Add support for querying unstructured event data in product analytics
Problem to solve
We allow users to send their own custom events via the SDKs. However, we don't provide an easy way for users to visualize these custom events on their dashboards.
Customer example(s):
- I can instrument when
gdk update
is started and finishes but can't get the data out of product analytics. - I can instrument how many users save a Custom Dashboard but can't get the data out of the cluster
Technical details
Custom events are stored in the DB with the event_name
of custom_event
. Each custom event is then split into it's name and properties under the columns custom_event_name
and custom_event_props
respectively. Custom event properties can either be null
, undefined
, or an object/hash.
So when visualizing custom events we will need to cater for events that are only labels, as well as events with detailed differentiations within their properties. Both will need to be used for visualization purposes.
It is unlikely that the visualization designer will be able to query a users content for every custom event name, and then unique property details. Depending upon the amount of data, this would be computationally expensive, and it would need to be pretty smart to cover the variety of possible use-cases.
A more simple MVC for this feature would be to create an API and/or UI for users to create their own custom metrics and/or dimensions. The user would set what property they want to use and any potential properties we should check as well. This would then be added to the visualization designer for the user to make use of.
Customer case
We are in the process of instrumenting GDK to provide usage metrics/analytics: Track `gdk install` and `gdk update` usage (gitlab-development-kit#1746 - closed)
This will be fairly basic, probably tracking install, update, and a few other commands.
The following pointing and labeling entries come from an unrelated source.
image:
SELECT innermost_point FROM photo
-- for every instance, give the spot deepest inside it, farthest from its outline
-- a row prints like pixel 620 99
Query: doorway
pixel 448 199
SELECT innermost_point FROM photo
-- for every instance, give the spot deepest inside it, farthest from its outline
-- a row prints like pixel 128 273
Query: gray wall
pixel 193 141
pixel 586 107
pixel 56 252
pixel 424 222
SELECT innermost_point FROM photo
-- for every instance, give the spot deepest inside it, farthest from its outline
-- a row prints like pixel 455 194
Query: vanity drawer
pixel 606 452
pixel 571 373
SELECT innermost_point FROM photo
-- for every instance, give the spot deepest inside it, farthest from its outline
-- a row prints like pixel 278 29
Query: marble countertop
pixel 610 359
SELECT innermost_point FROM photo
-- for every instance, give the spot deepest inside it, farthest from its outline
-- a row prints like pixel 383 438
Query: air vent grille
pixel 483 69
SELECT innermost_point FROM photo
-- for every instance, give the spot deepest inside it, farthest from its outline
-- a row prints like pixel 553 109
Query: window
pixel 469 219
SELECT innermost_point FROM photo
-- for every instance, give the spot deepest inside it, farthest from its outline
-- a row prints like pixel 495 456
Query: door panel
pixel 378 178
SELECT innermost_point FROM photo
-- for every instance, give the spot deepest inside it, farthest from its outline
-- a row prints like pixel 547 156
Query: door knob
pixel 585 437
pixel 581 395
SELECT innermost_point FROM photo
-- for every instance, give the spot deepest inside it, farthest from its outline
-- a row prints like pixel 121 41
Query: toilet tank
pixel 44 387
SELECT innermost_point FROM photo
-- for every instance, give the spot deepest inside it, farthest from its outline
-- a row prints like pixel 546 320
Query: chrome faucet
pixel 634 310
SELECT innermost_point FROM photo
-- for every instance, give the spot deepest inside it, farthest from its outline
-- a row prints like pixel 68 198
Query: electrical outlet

We will ideally collect the command, time taken, success, system spec (maybe architecture, os, ram etc) and potentially a user identifier (I need to understand PII implications etc :/
My initial thought was to send this data to GitLab as unstructured event data.
However, upon testing, it looks like we can only get a count of unstructured events, we cannot query any of the unstructured event data to separate updates/installs, group by architecture etc.
For now I will try and shoehorn the data into page views, but it would be great if we could add better support for unstructured events in the future.